Developmental system theoretical perspectives
This theoretical perspective observes that numerous factors inside or outside the life directly impact his or her development. It thus suggests a variety of roads may be chosen to reach a similar objective. It also tells us that children may take one road to attains a variety of goals.
Life span theoretical perspectives
This theory suggests children’s development might be affected by the life-transforming events in their life spans. The theory observes that events may occur globally, locally or on a personal level. A number of events happen through age and occur naturally. This is illustrated when children are affected by the separation of their parents.

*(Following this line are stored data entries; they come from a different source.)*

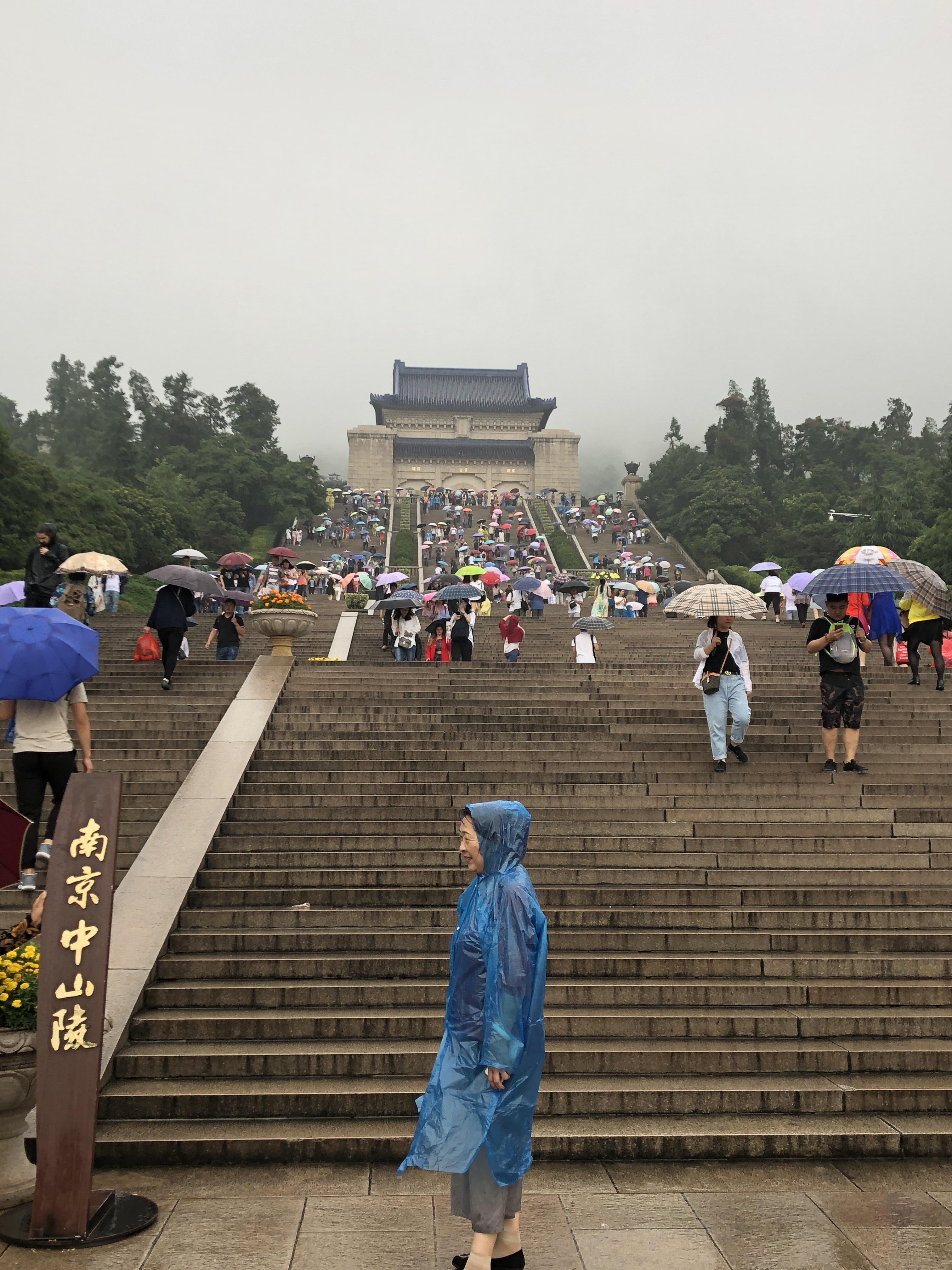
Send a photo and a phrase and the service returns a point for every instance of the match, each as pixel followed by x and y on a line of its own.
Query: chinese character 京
pixel 84 884
pixel 79 939
pixel 63 993
pixel 88 841
pixel 73 1033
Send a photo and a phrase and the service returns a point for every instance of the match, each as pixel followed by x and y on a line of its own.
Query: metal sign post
pixel 74 962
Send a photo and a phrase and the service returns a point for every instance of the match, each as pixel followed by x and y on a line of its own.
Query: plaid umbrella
pixel 926 586
pixel 593 624
pixel 717 600
pixel 841 580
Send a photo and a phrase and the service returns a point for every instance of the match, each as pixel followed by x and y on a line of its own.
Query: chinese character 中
pixel 73 1033
pixel 61 994
pixel 88 841
pixel 79 939
pixel 84 884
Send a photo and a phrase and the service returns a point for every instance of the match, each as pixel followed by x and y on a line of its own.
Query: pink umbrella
pixel 11 592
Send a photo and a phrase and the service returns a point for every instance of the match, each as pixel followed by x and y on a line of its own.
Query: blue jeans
pixel 730 696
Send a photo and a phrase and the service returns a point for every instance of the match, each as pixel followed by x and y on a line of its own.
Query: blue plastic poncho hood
pixel 493 1015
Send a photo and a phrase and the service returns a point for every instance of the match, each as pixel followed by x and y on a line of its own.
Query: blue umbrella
pixel 44 655
pixel 840 580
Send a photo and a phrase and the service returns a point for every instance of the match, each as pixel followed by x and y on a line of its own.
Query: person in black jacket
pixel 169 620
pixel 40 578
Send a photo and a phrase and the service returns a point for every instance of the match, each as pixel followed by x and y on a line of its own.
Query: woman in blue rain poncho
pixel 477 1114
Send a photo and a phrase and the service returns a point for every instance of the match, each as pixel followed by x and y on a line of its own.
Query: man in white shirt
pixel 44 755
pixel 772 587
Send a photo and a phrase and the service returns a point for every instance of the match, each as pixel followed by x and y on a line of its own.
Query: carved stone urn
pixel 18 1096
pixel 282 626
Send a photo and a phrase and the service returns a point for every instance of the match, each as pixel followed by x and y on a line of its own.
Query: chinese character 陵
pixel 84 884
pixel 79 939
pixel 87 843
pixel 63 993
pixel 73 1033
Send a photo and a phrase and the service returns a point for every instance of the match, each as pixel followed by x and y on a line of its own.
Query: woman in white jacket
pixel 405 626
pixel 720 652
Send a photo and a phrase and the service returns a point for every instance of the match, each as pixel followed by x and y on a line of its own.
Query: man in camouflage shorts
pixel 842 690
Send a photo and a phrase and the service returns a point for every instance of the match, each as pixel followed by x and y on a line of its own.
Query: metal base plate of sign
pixel 117 1217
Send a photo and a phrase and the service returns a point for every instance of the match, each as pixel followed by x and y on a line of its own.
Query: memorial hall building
pixel 462 430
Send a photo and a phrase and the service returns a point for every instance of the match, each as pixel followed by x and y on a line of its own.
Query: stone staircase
pixel 751 964
pixel 150 736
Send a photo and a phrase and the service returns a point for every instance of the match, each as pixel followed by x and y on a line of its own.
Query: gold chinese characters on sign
pixel 70 1033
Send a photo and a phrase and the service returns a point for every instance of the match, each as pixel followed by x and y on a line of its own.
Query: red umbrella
pixel 13 831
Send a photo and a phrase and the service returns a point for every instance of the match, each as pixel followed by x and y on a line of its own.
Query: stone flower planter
pixel 18 1096
pixel 282 626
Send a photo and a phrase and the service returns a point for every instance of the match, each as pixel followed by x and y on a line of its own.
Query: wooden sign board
pixel 71 1003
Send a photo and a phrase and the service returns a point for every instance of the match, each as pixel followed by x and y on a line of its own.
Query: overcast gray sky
pixel 642 201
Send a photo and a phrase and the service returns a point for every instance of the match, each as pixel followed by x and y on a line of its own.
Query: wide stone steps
pixel 751 964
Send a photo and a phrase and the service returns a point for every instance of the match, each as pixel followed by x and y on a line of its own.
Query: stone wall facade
pixel 372 464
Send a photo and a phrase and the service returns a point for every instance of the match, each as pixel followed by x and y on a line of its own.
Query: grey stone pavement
pixel 887 1215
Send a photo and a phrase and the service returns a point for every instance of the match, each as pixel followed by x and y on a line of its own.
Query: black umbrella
pixel 192 580
pixel 461 592
pixel 402 600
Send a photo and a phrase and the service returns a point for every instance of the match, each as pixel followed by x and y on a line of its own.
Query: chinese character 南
pixel 73 1033
pixel 63 993
pixel 79 939
pixel 88 841
pixel 84 884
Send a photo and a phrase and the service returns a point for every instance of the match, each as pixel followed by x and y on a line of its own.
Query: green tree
pixel 673 436
pixel 767 440
pixel 730 440
pixel 252 416
pixel 115 440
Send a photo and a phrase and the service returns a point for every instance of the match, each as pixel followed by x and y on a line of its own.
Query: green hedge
pixel 403 550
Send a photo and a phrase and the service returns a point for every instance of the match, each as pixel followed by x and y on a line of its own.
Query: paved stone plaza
pixel 869 1215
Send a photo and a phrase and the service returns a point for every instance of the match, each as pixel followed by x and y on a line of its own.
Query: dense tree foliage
pixel 760 489
pixel 138 474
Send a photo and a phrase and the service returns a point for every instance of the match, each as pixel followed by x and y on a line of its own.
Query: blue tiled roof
pixel 433 388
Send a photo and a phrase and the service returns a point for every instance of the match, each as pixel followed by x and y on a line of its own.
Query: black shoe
pixel 514 1261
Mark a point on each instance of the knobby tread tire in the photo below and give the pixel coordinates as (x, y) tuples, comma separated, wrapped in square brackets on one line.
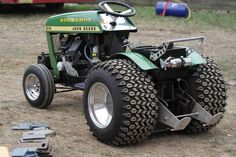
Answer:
[(207, 86), (135, 104)]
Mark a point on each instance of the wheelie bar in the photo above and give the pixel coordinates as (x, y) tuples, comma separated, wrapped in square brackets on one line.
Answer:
[(180, 122)]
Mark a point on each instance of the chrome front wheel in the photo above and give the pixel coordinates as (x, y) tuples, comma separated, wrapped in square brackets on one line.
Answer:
[(32, 87), (100, 105)]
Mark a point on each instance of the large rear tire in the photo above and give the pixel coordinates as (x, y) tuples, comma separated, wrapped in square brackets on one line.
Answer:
[(38, 86), (119, 103), (207, 86)]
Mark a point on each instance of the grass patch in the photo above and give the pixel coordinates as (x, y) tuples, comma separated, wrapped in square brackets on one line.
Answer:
[(227, 66)]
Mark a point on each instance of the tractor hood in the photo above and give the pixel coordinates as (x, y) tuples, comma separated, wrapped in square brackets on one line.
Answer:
[(88, 22)]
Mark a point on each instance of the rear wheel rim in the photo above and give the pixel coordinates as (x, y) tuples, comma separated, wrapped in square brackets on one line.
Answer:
[(100, 105), (32, 87)]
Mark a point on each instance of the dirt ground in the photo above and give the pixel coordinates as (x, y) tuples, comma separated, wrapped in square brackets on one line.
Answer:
[(22, 38)]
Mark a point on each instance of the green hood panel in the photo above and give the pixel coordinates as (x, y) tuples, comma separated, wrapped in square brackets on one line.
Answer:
[(137, 58), (84, 22), (88, 22)]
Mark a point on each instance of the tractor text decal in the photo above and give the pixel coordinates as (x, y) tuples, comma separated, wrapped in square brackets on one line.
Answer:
[(72, 28), (75, 20), (157, 54)]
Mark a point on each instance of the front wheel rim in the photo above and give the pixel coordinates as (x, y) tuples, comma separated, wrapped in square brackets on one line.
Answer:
[(100, 105), (32, 87)]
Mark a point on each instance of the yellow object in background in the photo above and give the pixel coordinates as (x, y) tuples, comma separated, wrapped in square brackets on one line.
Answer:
[(4, 152)]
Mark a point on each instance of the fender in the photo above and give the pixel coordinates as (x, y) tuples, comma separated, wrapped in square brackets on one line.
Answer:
[(138, 59)]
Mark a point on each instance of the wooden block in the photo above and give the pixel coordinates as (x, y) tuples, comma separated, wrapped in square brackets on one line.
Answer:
[(4, 152)]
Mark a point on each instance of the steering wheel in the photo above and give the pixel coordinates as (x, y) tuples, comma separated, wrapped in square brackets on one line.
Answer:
[(104, 6)]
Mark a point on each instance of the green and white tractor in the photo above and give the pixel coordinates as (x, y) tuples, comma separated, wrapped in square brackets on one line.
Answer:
[(129, 91)]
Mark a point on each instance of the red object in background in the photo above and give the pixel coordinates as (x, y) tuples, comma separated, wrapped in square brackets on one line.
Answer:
[(166, 6), (43, 1)]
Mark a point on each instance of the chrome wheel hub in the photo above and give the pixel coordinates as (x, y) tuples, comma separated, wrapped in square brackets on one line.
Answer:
[(32, 87), (100, 105)]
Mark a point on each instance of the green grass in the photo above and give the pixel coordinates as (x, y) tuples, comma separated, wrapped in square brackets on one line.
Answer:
[(205, 19)]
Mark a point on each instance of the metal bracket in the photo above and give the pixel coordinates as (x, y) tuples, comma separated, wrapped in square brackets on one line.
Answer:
[(197, 46), (204, 116), (169, 119)]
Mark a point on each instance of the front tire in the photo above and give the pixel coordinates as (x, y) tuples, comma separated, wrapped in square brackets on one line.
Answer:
[(129, 96), (54, 6), (38, 86)]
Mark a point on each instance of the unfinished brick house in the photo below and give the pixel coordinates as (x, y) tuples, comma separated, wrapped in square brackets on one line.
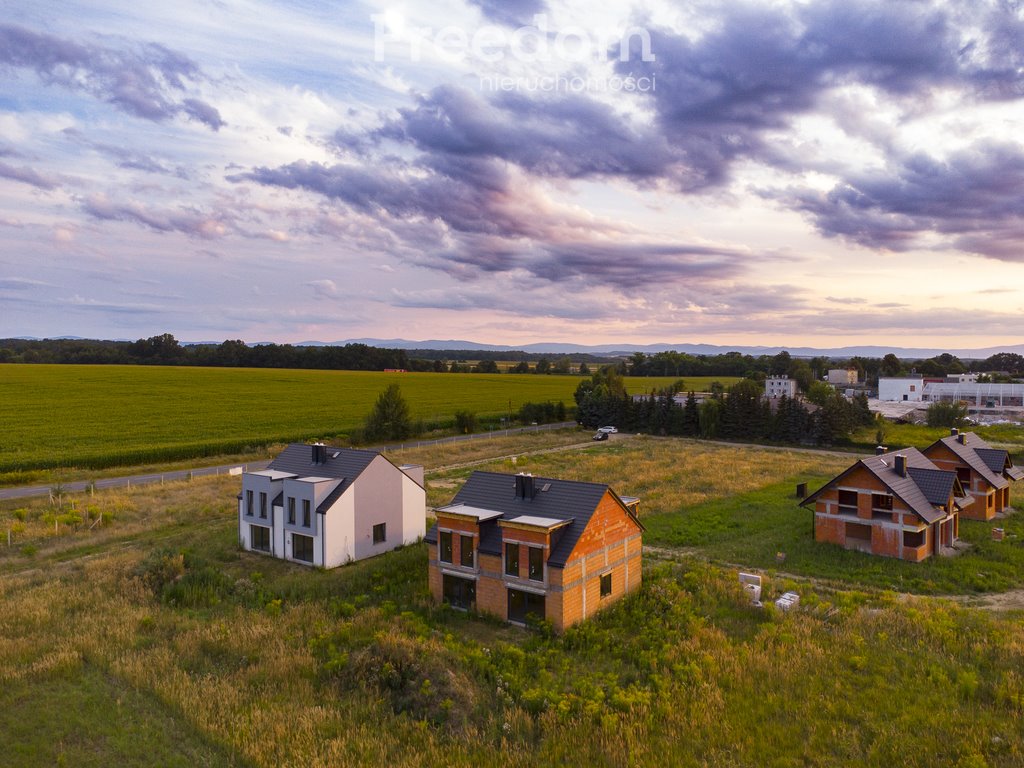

The above aforementioned theoretical perspectives hold true concepts with respect to a child’s development. Special attention should be given to these theories particularly when dealing with schooling children. They are also very important to those involved in the study of factors that affect children’s development.
Although the majority of scholars argue that genetics and the environmental experience integrate to bring forth a particular behavior, the level to which these two factors influence a child’s behavior is still not clear. This issue has significant drawbacks on how environmental solutions can help when there are problems related to genetics. For instance, the effect of parental speech and genetic encoding in language attainment has raised many debates in the field of human development. Many efforts should be directed towards understanding the relationship between the two factors.
Lindon, J. 2005. Understanding child development, linking theory and practice. Oxford: Oxford University Press.
Waller, T. May, 2005. An introduction to early childhood: A multidisciplinary approach. London: Prentice Hall.